EGGN-471
Heat Transfer
(Senior level)

The objective of this course is to develop a fundamental and practical understanding of thermal energy transport and to learn the techniques required to analyze and design heat-transfer processes and systems. An important aspect of these objectives is to develop a sound engineering judgment for recognizing salient heat-transfer issues and estimating quantitatively their effects.

The course considers conduction, convection, and radiation. The study of conduction includes both steady and transient processes. Both lumped-capacity and spatial variations are considered. Convection considers both internal and external flows as well as free convection. Primary emphasis is on the use of Nusselt-number correlations to determine heat-transfer coeffients. Radiation includes black and grey surfaces, considering spectral behavior and geometrical shape factors.

EGES-552
Viscous Flow and Boundary Layers
(Graduate level)

The first objective of this course is to develop a firm understanding of fluid mechanics from a continuum-mechanics point of view. Integral to this objective is a rigorous derivation of the conservation equations for mass, momentum, and energy, considering multicomponent transport and chemical reaction.

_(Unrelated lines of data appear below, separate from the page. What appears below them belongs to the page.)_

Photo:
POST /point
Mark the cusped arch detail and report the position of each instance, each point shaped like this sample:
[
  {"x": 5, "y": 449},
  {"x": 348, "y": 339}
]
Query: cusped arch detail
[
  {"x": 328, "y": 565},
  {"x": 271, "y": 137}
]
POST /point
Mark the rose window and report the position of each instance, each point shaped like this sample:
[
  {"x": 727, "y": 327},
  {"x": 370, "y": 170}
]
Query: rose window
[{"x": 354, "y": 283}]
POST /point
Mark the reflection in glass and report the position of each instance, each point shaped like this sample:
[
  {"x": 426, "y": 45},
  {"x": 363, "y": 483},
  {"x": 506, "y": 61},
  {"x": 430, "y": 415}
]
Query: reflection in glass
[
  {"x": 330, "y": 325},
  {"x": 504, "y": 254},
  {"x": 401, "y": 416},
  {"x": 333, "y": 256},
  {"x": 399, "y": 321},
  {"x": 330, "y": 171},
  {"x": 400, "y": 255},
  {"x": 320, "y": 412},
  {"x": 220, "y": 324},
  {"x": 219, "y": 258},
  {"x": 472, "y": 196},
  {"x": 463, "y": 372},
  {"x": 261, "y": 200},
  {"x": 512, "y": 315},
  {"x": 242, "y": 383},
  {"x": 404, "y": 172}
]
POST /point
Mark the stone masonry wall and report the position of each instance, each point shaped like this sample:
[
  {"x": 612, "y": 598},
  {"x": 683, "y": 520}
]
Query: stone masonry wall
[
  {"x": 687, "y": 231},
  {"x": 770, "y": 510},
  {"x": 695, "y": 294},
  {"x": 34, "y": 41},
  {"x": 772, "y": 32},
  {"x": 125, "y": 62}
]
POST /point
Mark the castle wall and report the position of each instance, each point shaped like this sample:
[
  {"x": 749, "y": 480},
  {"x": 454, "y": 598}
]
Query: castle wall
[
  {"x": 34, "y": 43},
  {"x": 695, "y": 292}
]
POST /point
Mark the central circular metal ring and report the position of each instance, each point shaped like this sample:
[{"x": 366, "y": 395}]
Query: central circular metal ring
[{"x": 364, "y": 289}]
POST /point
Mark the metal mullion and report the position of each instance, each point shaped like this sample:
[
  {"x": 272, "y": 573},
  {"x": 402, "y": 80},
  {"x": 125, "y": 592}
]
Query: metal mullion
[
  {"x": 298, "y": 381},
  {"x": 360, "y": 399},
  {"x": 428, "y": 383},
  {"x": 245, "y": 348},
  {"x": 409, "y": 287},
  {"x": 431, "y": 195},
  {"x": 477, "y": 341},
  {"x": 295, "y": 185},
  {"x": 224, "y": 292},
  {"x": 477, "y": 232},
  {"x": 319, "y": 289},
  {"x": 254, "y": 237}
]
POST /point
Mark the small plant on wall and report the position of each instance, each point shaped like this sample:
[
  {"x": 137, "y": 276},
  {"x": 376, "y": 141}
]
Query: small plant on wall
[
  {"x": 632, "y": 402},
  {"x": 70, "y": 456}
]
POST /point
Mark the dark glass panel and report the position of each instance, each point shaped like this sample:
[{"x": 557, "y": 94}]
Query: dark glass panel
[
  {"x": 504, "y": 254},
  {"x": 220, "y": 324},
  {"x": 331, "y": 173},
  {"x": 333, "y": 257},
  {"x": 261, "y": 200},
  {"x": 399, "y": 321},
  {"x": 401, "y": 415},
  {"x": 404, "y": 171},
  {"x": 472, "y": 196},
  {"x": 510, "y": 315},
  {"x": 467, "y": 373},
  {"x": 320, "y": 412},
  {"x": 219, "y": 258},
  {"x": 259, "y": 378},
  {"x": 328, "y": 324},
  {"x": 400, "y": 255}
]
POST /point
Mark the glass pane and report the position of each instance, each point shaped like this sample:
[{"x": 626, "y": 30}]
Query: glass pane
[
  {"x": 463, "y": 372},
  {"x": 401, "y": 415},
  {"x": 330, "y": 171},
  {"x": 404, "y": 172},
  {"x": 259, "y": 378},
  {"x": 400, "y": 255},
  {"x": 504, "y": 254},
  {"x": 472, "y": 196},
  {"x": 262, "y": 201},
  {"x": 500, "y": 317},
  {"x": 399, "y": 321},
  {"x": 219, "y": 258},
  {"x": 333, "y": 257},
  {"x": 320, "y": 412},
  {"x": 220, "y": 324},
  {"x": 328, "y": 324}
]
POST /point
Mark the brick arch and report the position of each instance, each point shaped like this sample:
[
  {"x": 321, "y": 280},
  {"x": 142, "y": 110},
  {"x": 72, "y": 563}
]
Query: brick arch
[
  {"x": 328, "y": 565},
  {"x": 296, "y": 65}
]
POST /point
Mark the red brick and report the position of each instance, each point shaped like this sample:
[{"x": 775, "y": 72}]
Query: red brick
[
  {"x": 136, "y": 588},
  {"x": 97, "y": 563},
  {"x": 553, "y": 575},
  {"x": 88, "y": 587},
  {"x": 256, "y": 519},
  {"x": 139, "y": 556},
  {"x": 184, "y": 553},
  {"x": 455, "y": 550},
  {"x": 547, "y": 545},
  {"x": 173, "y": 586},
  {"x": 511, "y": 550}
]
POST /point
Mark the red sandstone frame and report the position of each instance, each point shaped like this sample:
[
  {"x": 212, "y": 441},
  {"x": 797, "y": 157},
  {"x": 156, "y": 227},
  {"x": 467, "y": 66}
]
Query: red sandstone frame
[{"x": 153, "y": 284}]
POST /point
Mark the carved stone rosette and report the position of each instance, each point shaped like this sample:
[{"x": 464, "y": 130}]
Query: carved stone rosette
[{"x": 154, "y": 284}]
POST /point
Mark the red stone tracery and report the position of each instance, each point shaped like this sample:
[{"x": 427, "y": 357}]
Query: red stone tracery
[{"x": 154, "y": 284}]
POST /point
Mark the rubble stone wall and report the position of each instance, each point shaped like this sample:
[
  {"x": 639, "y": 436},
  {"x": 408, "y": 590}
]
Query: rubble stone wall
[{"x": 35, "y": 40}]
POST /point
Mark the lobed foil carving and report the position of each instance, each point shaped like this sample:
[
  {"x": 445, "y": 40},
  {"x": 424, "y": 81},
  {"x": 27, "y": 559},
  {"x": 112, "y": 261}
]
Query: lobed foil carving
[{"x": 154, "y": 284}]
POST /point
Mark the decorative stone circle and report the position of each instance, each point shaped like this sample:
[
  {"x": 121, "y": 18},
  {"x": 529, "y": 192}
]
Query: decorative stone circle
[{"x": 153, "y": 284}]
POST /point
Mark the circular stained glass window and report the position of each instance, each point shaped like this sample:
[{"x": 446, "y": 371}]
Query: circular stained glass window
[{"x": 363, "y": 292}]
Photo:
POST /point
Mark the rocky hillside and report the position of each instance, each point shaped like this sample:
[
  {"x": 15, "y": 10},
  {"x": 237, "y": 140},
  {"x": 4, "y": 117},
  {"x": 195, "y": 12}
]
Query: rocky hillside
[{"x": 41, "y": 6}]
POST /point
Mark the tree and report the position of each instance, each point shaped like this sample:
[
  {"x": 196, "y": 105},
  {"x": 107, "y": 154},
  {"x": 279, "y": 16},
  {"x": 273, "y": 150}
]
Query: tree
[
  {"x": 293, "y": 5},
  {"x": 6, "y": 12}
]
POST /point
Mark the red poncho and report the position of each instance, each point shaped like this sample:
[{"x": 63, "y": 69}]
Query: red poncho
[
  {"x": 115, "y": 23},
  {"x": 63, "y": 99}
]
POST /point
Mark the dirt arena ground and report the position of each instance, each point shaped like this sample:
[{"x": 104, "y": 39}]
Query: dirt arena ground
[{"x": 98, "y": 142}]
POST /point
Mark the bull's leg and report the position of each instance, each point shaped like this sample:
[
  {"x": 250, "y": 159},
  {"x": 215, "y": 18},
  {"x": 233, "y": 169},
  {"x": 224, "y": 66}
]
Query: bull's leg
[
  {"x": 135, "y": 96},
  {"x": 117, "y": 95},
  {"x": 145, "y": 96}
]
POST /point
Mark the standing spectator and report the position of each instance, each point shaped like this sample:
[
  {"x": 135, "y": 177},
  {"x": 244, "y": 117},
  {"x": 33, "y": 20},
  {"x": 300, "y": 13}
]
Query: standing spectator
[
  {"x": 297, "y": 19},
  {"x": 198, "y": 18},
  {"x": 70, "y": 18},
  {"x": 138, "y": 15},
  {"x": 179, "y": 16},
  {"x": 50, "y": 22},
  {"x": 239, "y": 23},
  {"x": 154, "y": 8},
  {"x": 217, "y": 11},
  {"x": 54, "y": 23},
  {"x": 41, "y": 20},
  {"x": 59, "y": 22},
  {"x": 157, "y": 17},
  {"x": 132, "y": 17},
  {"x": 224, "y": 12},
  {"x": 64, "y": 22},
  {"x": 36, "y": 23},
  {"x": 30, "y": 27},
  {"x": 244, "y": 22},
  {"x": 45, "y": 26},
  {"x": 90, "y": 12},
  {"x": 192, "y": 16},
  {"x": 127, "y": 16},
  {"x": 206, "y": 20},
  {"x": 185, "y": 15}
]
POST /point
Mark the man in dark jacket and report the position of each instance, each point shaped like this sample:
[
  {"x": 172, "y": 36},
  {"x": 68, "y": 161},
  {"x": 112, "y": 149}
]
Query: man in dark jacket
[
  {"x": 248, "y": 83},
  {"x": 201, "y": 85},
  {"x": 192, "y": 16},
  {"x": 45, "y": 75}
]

A further aspect of meeting the objective is to develop an ability to derive appropriate differential equations to describe new flow situations.

Beyond developing the conservation equations in a very general form, the next objective is to recognize and exploit the mathematical simplifications of certain viscous boundary-layer situations. These include stagnation flow and channel flow, which are motivated by applications in combustion, materials, and chemical processing. The emphasis is on low-speed laminar flows, which are representative of applications like laboratory flames or chemical vapor deposition.

The third objective to develop simulation capabilities, primarily via computational solution of the appropriate differential equations. In many cases the solution algorithms can be implemented in a spreadsheet setting. In any case, the solution algorithms are representative of those used in modern chemically reacting flow simulation.